BlinkDL · RafaRed · Apr 5, 2023
diff --git a/rwkv_pip_package/pyproject.toml b/rwkv_pip_package/pyproject.toml
@@ -1,6 +1,6 @@
 [project]
 name = "rwkv"
-version = "0.7.3"
+version = "0.7.4"
 authors = [
   { name="Bo PENG" },
 ]

diff --git a/rwkv_pip_package/src/rwkv/model.py b/rwkv_pip_package/src/rwkv/model.py
@@ -72,7 +72,7 @@ def cuda_mm8_one(N: int, M: int, x, w, mx, rx, my, ry):
 ########################################################################################################
 
 class RWKV(MyModule):
-    def __init__(self, model, strategy, verbose = True, convert_and_save_and_exit = None):
+    def __init__(self, model, strategy, lora, verbose = True, convert_and_save_and_exit = None):
         super().__init__()
         if verbose:
             prxxx = lambda *args, **kwargs: print(*args, **kwargs)
@@ -102,6 +102,33 @@ def __init__(self, model, strategy, verbose = True, convert_and_save_and_exit =
             gc.collect()
             w = self.w
 
+            if lora.lora_r > 0:
+                prxxx(f'Loading lora ...')
+                # merge LoRA-only slim checkpoint into the main weights
+                w_lora = torch.load(lora.MODEL_LORA + '.pth', map_location='cpu')
+                for k in w_lora.keys():
+                    w[k] = w_lora[k]
+                # merge LoRA weights
+                keys = set(w.keys())
+                for k in keys:
+                    k: str
+                    if k.endswith('.weight'):
+                        prefix = k[:-len('.weight')]
+                        lora_A = prefix + '.lora_A'
+                        lora_B = prefix + '.lora_B'
+                        if lora_A in keys:
+                            assert lora_B in keys
+                            print(f'merging {lora_A} and {lora_B} into {k}')
+                            assert w[lora_B].shape[1] == w[lora_A].shape[0] == lora.lora_r
+                            # merging needs matmul, which is slow on cpu; work on gpu if possible
+                            if lora.RUN_DEVICE == 'cuda':
+                                w[k] = w[k].cuda()

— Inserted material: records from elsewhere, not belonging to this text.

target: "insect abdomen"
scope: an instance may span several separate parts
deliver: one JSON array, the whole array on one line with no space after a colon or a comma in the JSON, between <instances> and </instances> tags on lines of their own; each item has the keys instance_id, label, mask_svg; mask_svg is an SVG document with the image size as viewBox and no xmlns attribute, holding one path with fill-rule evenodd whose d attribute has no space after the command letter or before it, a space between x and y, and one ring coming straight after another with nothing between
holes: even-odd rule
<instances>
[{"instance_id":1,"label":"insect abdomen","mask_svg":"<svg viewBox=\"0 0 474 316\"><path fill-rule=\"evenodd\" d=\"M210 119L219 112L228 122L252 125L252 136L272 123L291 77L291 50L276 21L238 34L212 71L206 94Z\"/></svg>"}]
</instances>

+                                w[lora_A] = w[lora_A].cuda()
+                                w[lora_B] = w[lora_B].cuda()
+                            w[k] += w[lora_B] @ w[lora_A] * (lora.lora_alpha / lora.lora_r)
+                            del w[lora_A]
+                            del w[lora_B]
+
             ALREADY_CONVERTED = False
             if '_strategy' in w:
                 ALREADY_CONVERTED = True

diff --git a/v2/chat.py b/v2/chat.py
@@ -49,6 +49,14 @@
 # args.strategy = 'cuda fp16i8 -> cpu fp32 *10'
 # args.strategy = 'cuda fp16i8 *10+'
 
+
+lora = types.SimpleNamespace()
+lora.MODEL_LORA = './cp/rwkv-10'
+lora.lora_r = 0 #r = 0 for no LORA
+lora.lora_alpha = 8
+lora.RUN_DEVICE = "cuda"
+
+
 os.environ["RWKV_JIT_ON"] = '1' # '1' or '0', please use torch 1.13+ and benchmark speed
 os.environ["RWKV_CUDA_ON"] = '0' # '1' to compile CUDA kernel (10x faster), requires c++ compiler & cuda libraries
 
@@ -119,7 +127,7 @@
 # Load Model
 
 print(f'Loading model - {args.MODEL_NAME}')
-model = RWKV(model=args.MODEL_NAME, strategy=args.strategy)
+model = RWKV(model=args.MODEL_NAME, strategy=args.strategy, lora=lora)
 if not PILE_v2_MODEL:
     pipeline = PIPELINE(model, f"{current_path}/20B_tokenizer.json")
     END_OF_TEXT = 0